An interactive deep learning method for fine-grained image classification

2025

2026-04-03

Liumin Luo¹, Mingxia Wang², and Xiaoqing Liu¹

¹School of Mechanical and Electrical Engineering, Zhoukou Normal University, Zhoukou 466000 China

²Department of Mechanical and Electrical Engineering, PLA Army Special Operations College, Guilin 541000, Guangxi Province, China

Received: March 19, 2023
Accepted: Appril 24, 2024
Publication Date: April 3, 2026

FESS.

Copyright The Author(s). This is an open access article distributed under the terms of the Creative Commons Attribution License (CC BY 4.0), which permits unrestricted use, distribution, and reproduction in any medium, provided the original author and source are cited.
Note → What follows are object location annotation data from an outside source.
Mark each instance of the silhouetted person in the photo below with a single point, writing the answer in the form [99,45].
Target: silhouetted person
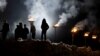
[5,30]
[44,28]
[33,31]
[21,30]
[17,32]
[25,32]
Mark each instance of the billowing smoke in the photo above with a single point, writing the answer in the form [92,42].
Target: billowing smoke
[52,10]
[3,4]
[90,20]
[70,10]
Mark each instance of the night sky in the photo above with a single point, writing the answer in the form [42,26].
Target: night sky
[83,14]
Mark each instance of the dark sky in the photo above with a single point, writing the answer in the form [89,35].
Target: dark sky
[16,11]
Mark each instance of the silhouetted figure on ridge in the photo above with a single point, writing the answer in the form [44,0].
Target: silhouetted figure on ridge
[25,32]
[5,30]
[44,28]
[33,31]
[20,30]
[17,32]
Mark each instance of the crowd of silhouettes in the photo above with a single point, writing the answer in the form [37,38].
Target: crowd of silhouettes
[22,32]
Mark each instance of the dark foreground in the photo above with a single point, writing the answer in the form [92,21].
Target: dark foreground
[43,48]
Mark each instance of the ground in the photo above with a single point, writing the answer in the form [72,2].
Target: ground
[43,48]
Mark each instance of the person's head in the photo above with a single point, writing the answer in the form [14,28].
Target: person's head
[17,26]
[44,20]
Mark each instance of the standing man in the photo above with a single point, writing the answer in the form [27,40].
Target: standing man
[44,28]
[25,32]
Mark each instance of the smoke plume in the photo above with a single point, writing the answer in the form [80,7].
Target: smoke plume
[3,4]
[90,21]
[52,10]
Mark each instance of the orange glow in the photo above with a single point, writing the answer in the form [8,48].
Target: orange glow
[86,34]
[74,30]
[94,37]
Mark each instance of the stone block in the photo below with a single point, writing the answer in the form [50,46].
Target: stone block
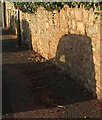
[80,27]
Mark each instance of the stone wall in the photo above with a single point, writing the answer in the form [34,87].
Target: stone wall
[70,38]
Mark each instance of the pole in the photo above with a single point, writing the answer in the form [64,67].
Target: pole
[18,29]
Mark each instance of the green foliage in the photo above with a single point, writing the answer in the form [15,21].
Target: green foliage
[31,7]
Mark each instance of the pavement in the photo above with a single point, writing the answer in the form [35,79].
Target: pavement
[35,88]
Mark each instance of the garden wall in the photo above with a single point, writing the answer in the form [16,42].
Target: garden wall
[70,38]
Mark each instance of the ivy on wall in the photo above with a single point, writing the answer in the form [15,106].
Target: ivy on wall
[31,7]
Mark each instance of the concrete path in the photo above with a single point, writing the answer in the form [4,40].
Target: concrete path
[35,88]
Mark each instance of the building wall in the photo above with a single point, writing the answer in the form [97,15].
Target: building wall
[70,38]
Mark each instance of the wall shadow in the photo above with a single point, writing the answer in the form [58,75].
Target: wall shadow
[74,56]
[50,85]
[26,34]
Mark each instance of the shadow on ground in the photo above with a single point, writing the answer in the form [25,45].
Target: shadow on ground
[34,83]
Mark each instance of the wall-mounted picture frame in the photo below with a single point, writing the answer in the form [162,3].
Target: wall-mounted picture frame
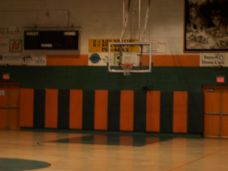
[206,25]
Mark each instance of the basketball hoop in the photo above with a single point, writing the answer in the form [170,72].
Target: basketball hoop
[127,69]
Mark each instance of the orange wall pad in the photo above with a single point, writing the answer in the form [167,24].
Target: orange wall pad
[126,110]
[101,110]
[153,111]
[180,109]
[51,108]
[26,107]
[76,109]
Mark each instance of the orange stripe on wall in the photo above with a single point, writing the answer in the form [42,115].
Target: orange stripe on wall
[26,107]
[76,109]
[153,111]
[51,108]
[176,60]
[180,106]
[101,110]
[67,60]
[126,110]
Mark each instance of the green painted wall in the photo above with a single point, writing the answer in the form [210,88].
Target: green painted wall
[161,78]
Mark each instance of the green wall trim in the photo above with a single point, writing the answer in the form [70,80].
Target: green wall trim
[91,78]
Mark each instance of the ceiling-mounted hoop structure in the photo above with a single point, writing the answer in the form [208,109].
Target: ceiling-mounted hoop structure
[129,57]
[126,15]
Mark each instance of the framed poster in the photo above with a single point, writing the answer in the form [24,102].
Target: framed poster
[206,25]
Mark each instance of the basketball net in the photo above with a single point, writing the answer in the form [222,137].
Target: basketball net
[127,69]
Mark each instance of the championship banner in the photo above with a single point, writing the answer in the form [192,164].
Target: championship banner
[29,60]
[214,60]
[11,40]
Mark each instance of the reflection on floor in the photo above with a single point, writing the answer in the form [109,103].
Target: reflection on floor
[86,151]
[115,139]
[21,164]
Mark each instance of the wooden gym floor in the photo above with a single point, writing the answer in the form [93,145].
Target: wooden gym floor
[73,151]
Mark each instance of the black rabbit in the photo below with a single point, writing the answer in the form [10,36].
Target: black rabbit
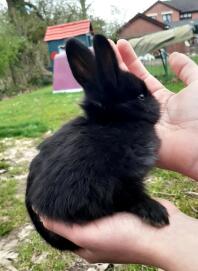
[95,165]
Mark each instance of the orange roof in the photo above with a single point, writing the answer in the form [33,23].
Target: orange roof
[67,30]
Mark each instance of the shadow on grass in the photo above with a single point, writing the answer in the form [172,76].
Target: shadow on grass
[27,129]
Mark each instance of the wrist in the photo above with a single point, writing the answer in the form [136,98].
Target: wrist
[175,246]
[175,154]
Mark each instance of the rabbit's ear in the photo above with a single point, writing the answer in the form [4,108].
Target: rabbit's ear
[82,63]
[106,62]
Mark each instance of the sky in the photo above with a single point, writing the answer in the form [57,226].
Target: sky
[126,8]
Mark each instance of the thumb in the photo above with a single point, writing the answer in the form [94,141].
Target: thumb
[184,67]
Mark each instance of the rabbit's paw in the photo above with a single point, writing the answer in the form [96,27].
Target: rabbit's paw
[152,212]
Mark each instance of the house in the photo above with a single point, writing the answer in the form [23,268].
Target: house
[56,36]
[173,11]
[161,16]
[140,25]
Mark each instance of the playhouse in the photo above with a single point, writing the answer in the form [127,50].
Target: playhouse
[56,37]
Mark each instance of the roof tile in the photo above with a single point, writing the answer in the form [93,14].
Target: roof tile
[67,30]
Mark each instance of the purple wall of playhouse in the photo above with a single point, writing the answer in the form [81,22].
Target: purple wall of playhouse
[63,80]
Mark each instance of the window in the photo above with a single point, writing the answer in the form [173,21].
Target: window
[167,18]
[186,16]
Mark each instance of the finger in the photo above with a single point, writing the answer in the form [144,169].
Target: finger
[64,230]
[118,56]
[184,67]
[81,235]
[135,66]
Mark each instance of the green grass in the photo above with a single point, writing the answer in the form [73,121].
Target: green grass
[4,165]
[32,114]
[12,210]
[34,247]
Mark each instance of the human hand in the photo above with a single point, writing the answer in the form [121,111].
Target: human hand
[123,238]
[178,125]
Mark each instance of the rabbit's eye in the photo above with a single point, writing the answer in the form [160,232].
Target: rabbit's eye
[141,97]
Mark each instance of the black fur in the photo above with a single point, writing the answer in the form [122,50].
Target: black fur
[95,165]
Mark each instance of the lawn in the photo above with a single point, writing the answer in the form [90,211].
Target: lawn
[30,116]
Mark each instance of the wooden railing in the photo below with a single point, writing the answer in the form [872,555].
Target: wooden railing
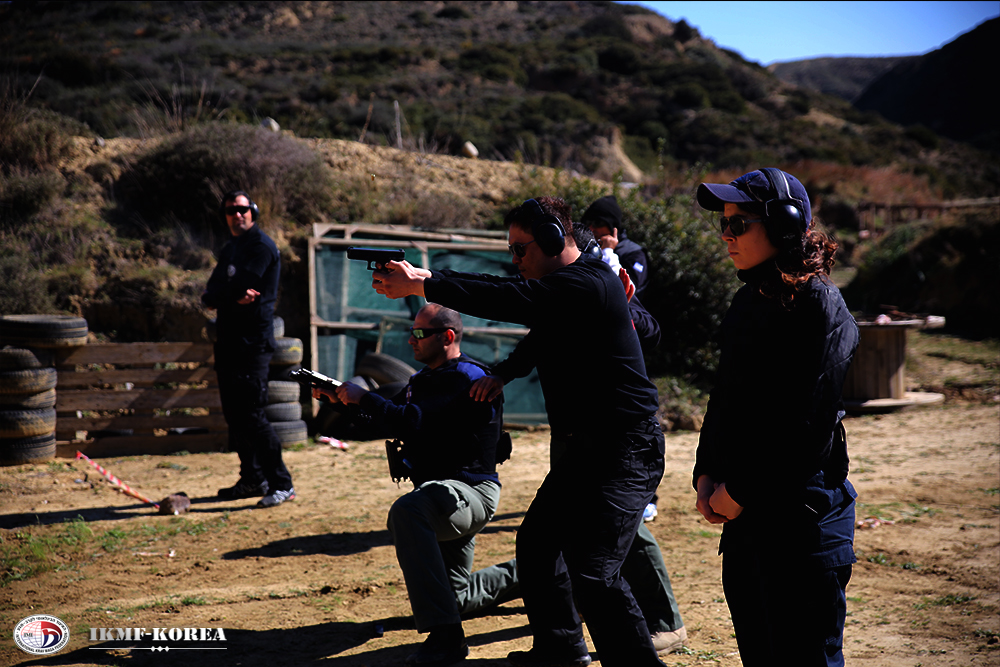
[137,398]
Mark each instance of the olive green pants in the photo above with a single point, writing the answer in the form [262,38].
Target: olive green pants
[434,531]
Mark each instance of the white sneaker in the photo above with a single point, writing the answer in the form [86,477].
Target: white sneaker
[276,497]
[669,642]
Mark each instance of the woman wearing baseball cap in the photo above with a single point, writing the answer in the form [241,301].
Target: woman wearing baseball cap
[772,458]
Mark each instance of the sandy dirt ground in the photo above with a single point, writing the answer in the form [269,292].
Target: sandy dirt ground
[315,581]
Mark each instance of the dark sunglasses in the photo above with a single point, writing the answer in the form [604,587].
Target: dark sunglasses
[422,333]
[519,249]
[737,224]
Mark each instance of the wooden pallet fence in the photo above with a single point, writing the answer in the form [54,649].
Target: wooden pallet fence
[137,398]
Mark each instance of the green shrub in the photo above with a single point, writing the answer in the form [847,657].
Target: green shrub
[691,281]
[31,139]
[23,194]
[18,266]
[181,181]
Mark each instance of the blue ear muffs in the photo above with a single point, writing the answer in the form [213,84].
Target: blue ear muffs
[784,216]
[230,196]
[546,228]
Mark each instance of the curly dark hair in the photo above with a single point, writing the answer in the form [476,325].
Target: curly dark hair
[798,263]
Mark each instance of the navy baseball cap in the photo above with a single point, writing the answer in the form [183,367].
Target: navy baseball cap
[754,189]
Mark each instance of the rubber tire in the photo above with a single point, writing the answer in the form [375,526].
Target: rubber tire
[384,369]
[25,423]
[44,399]
[287,352]
[43,330]
[291,433]
[283,412]
[28,381]
[279,391]
[33,449]
[17,358]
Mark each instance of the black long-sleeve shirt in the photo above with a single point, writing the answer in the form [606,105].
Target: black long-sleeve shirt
[525,355]
[248,261]
[589,364]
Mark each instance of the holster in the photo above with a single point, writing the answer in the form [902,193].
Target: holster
[398,468]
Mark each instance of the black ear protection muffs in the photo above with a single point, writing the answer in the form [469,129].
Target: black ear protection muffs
[230,196]
[784,216]
[546,228]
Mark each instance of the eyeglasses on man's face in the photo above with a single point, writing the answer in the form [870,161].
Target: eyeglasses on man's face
[519,249]
[421,333]
[738,224]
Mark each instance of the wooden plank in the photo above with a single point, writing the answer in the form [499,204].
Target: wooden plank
[138,377]
[135,354]
[138,423]
[145,445]
[137,399]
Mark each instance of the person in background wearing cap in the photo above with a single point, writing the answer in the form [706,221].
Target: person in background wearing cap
[243,288]
[604,217]
[772,457]
[569,301]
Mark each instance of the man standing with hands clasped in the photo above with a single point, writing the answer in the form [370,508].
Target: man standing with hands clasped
[617,460]
[243,289]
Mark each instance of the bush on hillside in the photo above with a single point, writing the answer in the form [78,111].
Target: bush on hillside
[181,181]
[17,268]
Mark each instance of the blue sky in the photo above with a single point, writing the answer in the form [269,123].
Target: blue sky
[768,32]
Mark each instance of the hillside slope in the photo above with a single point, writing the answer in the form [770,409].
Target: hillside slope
[845,78]
[563,84]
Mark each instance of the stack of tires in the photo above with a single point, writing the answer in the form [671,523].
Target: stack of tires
[284,409]
[28,383]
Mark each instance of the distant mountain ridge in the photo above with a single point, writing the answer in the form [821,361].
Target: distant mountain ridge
[948,90]
[944,90]
[598,88]
[846,77]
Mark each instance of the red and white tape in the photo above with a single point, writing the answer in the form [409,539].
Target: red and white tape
[125,488]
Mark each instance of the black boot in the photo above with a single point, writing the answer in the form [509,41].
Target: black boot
[445,645]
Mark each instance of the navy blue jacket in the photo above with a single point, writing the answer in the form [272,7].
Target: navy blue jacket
[250,260]
[772,427]
[446,433]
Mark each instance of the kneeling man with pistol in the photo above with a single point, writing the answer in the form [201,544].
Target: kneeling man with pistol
[450,445]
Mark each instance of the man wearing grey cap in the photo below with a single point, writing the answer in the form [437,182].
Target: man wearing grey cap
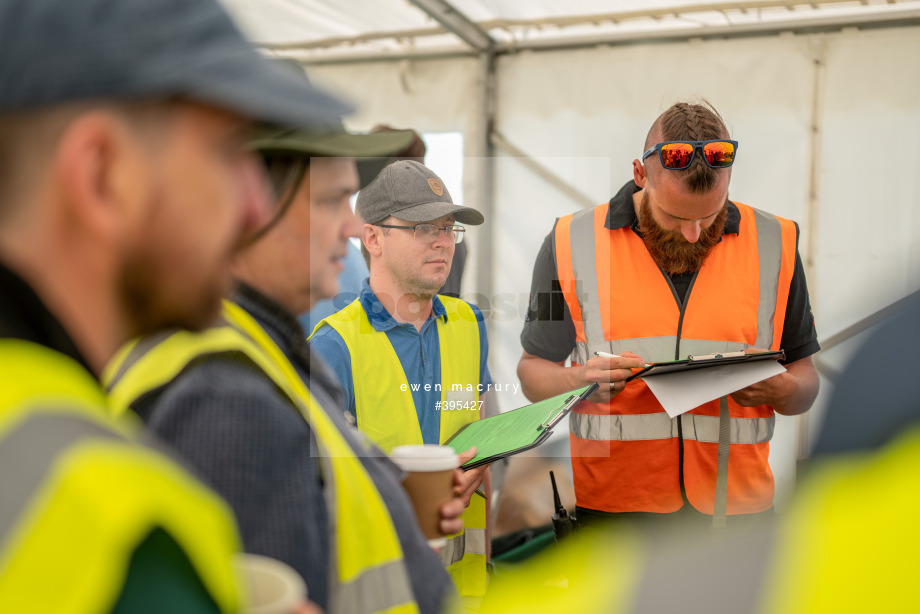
[125,185]
[412,364]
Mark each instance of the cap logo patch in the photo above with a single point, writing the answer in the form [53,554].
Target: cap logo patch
[436,187]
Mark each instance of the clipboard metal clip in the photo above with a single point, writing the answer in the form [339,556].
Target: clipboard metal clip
[551,421]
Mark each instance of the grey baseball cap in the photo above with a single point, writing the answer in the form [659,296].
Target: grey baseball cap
[372,152]
[412,192]
[55,51]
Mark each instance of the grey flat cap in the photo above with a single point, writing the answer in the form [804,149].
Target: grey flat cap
[54,51]
[412,192]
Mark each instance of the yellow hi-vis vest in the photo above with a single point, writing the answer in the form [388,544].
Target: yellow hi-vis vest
[847,543]
[386,411]
[79,494]
[369,572]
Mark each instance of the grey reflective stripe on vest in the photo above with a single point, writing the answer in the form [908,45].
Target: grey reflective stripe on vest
[642,427]
[584,269]
[770,252]
[375,590]
[471,541]
[29,450]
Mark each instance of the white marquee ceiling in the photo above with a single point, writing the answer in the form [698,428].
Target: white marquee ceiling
[318,30]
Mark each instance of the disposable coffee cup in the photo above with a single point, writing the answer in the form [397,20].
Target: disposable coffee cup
[271,587]
[430,484]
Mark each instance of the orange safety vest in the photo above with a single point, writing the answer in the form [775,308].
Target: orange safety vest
[628,455]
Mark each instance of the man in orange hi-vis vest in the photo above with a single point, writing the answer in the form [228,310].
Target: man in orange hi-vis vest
[668,268]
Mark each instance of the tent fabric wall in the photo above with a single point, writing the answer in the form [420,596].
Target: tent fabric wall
[849,102]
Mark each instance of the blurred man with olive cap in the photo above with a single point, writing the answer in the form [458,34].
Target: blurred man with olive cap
[261,418]
[412,363]
[124,186]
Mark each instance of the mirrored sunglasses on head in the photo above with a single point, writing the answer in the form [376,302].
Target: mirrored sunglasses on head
[678,155]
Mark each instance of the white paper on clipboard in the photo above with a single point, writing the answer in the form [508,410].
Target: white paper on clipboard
[682,391]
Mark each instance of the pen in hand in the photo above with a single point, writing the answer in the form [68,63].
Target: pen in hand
[609,355]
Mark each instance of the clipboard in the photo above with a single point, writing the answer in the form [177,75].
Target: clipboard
[515,431]
[704,361]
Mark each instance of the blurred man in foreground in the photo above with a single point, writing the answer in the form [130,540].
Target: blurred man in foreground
[125,185]
[258,414]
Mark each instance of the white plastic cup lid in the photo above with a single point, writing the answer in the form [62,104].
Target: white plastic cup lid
[425,457]
[272,587]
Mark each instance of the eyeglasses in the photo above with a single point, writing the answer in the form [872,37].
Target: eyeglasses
[428,233]
[678,155]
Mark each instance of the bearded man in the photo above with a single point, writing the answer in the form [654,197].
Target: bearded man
[670,267]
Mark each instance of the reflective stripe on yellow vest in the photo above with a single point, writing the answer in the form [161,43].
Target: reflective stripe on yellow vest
[79,495]
[370,574]
[386,410]
[620,300]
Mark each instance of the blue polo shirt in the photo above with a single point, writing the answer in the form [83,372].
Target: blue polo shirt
[418,351]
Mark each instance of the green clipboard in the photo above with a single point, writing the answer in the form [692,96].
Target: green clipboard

Download Citation: BibTeX | http://dx.doi.org/10.6180/jase.202504_28(4).0004

Download PDF

Fine-grained image classification refers to the classification of subcategories based on the basic categories already divided. Fine-grained image classification is a very challenging research task because of the data characteristics of small inter-class differences and large intra-class differences. Based on the analysis and research of existing fine-grained image classification algorithms, a novel fine-grained image classification method based on an interactive deep learning is proposed. First, YOLOv5 is used as the backbone network to improve the classification performance, and a random elimination enhancement selection strategy is designed. The feature elimination branch and feature enhancement branch interactions promote the network to learn more relevant information and capture potential distinguishable features. Then, a global diversified module is proposed to model the feature maps of different levels to improve the ability of network comparison cues. Finally, the internal standard imprinting data set is established, and the fine-grained algorithm is applied to the authenticity identification work to realize the practical application of fine-grained image classification in natural scenes. Model training can be efficiently trained in an end-to-end manner without bounding boxes and comments. Experimental results show that the accuracy of the proposed algorithm on three fine-grained image datasets, namely, CUB-200-2011, Standford Cars and FGVC-Aircraft, reaches 90.6%, 95.9% and 95.8%, respectively.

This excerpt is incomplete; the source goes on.